On October 7, 1994, the President transmitted the 1982 U.N. Law of the Sea (LOS) Convention, with its Deep Seabed Mining Implementing Agreement, to the Senate for advice and consent. DoD has long supported the United States becoming a party to the Convention, provided concerns with its deep seabed mining provisions could be adequately addressed. The agreement implementing Part XI of the 1982 LOS Convention removed those concerns and cleared the way for U.S. acceptance of the entire Convention, which is of major strategic and economic importance to the United States.
The value of the LOS Convention lies in the fact that it provides an authoritative compilation of the law governing the world's oceans, which supports operational rights essential to the planning and execution of the national defense strategy. By ratifying the treaty, the nations of the world, once and for all, are agreeing to be bound to principles that strike a complex but deliberate balance between maritime and coastal interests.
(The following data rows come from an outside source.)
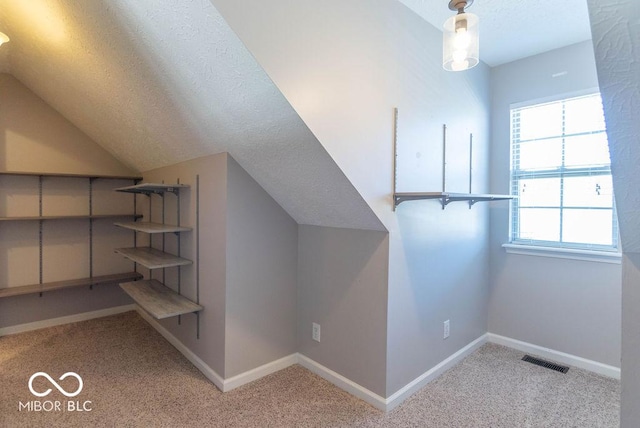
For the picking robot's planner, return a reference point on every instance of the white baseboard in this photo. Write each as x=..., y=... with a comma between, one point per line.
x=557, y=356
x=259, y=372
x=37, y=325
x=388, y=404
x=223, y=385
x=418, y=383
x=343, y=383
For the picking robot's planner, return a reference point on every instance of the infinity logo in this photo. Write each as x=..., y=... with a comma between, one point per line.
x=54, y=383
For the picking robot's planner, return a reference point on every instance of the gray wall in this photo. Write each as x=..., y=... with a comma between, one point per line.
x=567, y=305
x=34, y=137
x=248, y=260
x=615, y=26
x=262, y=246
x=630, y=340
x=212, y=171
x=342, y=285
x=344, y=66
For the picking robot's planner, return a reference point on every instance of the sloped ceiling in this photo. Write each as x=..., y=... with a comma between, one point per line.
x=156, y=82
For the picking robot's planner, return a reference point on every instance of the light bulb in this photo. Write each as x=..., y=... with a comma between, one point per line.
x=462, y=39
x=460, y=42
x=459, y=65
x=3, y=38
x=459, y=56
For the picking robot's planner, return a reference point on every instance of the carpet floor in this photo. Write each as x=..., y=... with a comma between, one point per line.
x=134, y=378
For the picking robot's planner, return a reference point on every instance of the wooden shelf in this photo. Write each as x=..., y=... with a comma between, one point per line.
x=141, y=226
x=152, y=258
x=159, y=300
x=96, y=280
x=63, y=175
x=68, y=217
x=447, y=197
x=152, y=188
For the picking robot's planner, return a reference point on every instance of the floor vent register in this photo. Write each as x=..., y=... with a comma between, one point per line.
x=546, y=364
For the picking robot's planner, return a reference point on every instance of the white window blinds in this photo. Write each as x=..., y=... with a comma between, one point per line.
x=561, y=175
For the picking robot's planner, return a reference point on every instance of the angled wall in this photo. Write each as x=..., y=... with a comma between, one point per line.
x=36, y=138
x=170, y=83
x=344, y=66
x=261, y=291
x=615, y=25
x=246, y=265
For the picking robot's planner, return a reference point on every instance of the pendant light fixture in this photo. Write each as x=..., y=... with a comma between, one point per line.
x=461, y=45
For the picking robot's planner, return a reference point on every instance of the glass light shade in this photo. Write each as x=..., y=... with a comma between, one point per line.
x=461, y=44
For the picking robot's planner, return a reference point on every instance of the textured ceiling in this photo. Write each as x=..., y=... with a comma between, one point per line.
x=511, y=30
x=156, y=82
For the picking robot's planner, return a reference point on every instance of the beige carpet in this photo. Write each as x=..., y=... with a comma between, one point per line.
x=133, y=377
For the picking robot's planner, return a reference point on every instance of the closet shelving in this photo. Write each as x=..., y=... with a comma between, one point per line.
x=444, y=197
x=152, y=295
x=90, y=281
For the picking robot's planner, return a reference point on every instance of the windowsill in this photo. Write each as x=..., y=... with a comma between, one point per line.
x=564, y=253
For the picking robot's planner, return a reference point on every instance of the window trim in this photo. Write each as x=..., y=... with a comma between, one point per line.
x=577, y=251
x=614, y=257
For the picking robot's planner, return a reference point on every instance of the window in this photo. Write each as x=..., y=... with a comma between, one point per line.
x=561, y=175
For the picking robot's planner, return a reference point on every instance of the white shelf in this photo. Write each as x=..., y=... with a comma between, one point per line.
x=67, y=217
x=159, y=300
x=152, y=258
x=64, y=175
x=151, y=188
x=58, y=285
x=448, y=197
x=146, y=227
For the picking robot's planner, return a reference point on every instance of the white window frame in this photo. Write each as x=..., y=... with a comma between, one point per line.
x=591, y=252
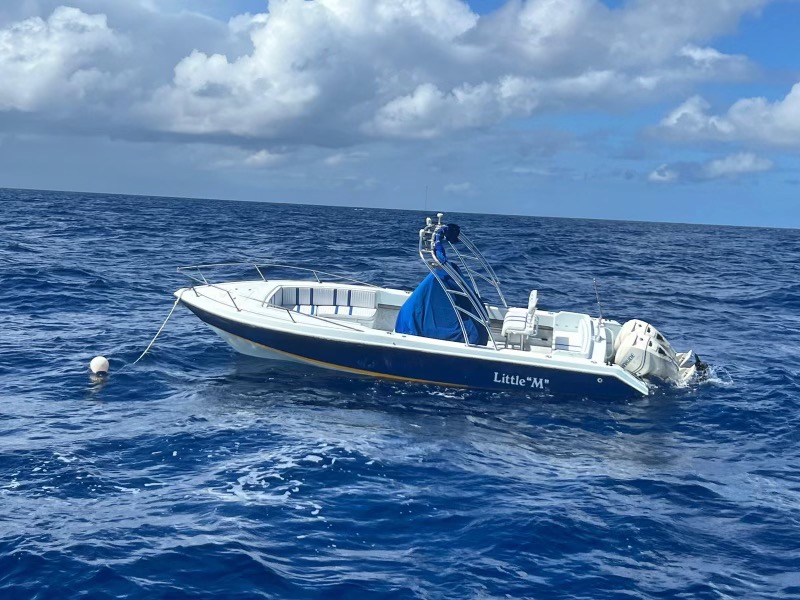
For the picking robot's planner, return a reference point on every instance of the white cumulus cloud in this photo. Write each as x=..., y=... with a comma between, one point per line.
x=728, y=167
x=752, y=119
x=47, y=63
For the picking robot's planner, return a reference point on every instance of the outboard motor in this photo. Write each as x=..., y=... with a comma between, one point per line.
x=642, y=328
x=646, y=356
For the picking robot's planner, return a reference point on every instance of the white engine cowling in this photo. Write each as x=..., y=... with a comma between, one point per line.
x=646, y=356
x=642, y=328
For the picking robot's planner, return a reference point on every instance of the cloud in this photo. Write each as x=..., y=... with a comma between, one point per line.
x=47, y=63
x=463, y=188
x=332, y=72
x=729, y=167
x=751, y=119
x=335, y=73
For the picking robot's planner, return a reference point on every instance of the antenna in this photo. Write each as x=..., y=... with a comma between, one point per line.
x=599, y=308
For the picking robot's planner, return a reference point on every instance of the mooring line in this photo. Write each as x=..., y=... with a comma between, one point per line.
x=153, y=341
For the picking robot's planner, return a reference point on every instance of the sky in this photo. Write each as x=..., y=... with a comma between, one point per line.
x=654, y=110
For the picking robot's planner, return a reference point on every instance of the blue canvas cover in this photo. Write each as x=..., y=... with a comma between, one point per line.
x=428, y=313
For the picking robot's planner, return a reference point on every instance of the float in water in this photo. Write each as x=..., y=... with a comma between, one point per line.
x=455, y=329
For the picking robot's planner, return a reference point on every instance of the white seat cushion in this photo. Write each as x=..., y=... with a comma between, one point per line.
x=515, y=321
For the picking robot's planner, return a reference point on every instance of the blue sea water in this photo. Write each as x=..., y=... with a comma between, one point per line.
x=199, y=473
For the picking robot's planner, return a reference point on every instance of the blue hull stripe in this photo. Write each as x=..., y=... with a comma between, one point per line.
x=424, y=367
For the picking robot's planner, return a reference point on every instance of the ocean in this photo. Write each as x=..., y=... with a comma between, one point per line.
x=200, y=473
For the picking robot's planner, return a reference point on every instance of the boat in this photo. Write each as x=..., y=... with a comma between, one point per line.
x=454, y=330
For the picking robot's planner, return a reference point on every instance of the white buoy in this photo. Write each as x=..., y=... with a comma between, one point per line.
x=99, y=365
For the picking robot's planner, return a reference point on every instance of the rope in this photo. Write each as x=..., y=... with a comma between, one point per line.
x=153, y=341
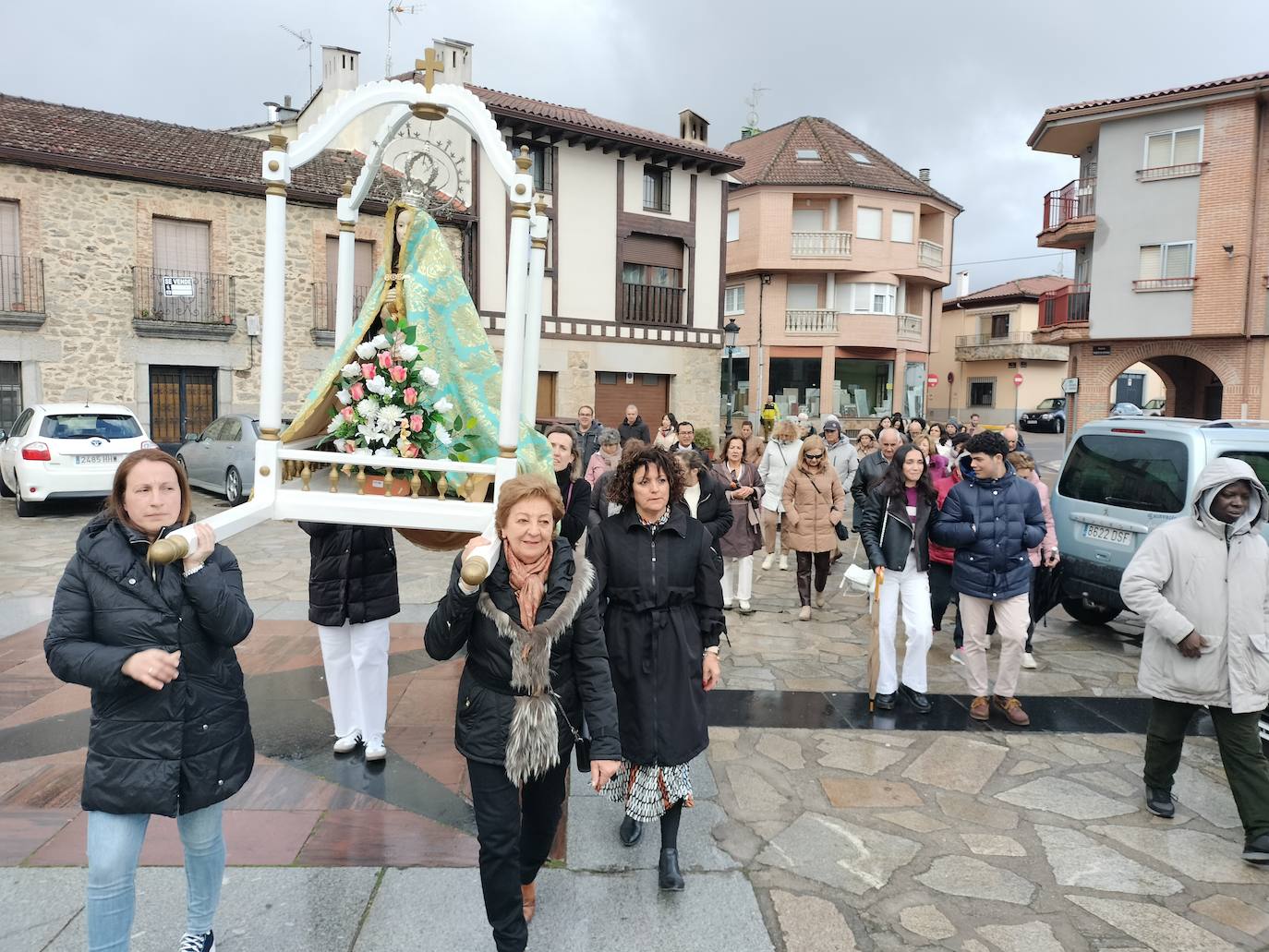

On the one hand, the law that is codified in the Convention allows the Untied States to meet its national security requirements by assuring operational mobility and flexibility on, under, and over the world's oceans. At the same time, it recognizes a coastal state's interest in managing and protecting valuable offshore resources and coastal areas. It is this balance which the United States believes will lead to the Convention's widespread acceptability among diverse interest groups and promote the legal stability for the oceans that has been sought for so long.
Specifically, the Convention strengthens U.S. national security by confirming high seas freedoms of navigation and overflight, detailing passage rights through international straits and archipelagic waters, guaranteeing the right of innocent passage through foreign territorial seas, establishing limits on coastal state rights to extend maritime zones to the detriment of traditional navigational freedoms, and preserving the sovereign immune status of U.S. armed forces ships and aircraft. By confirming these rights in a universally recognized treaty, the Convention will also reduce prospects for disagreements with coastal nations during military operations.
In short, the international law of the sea spelled out in the LOS Convention ensures operational rights that are essential to the planning and execution of U.S. national defense strategy. It does this by guaranteeing that key sea and air lines of communication will remain open as a matter of legal right -- not contingent upon approval by coastal and island states along the route or in the area of operations. The benefits of the Convention can best be realized by the Untied States becoming a party to the Convention and continuing its leadership role in maritime matters.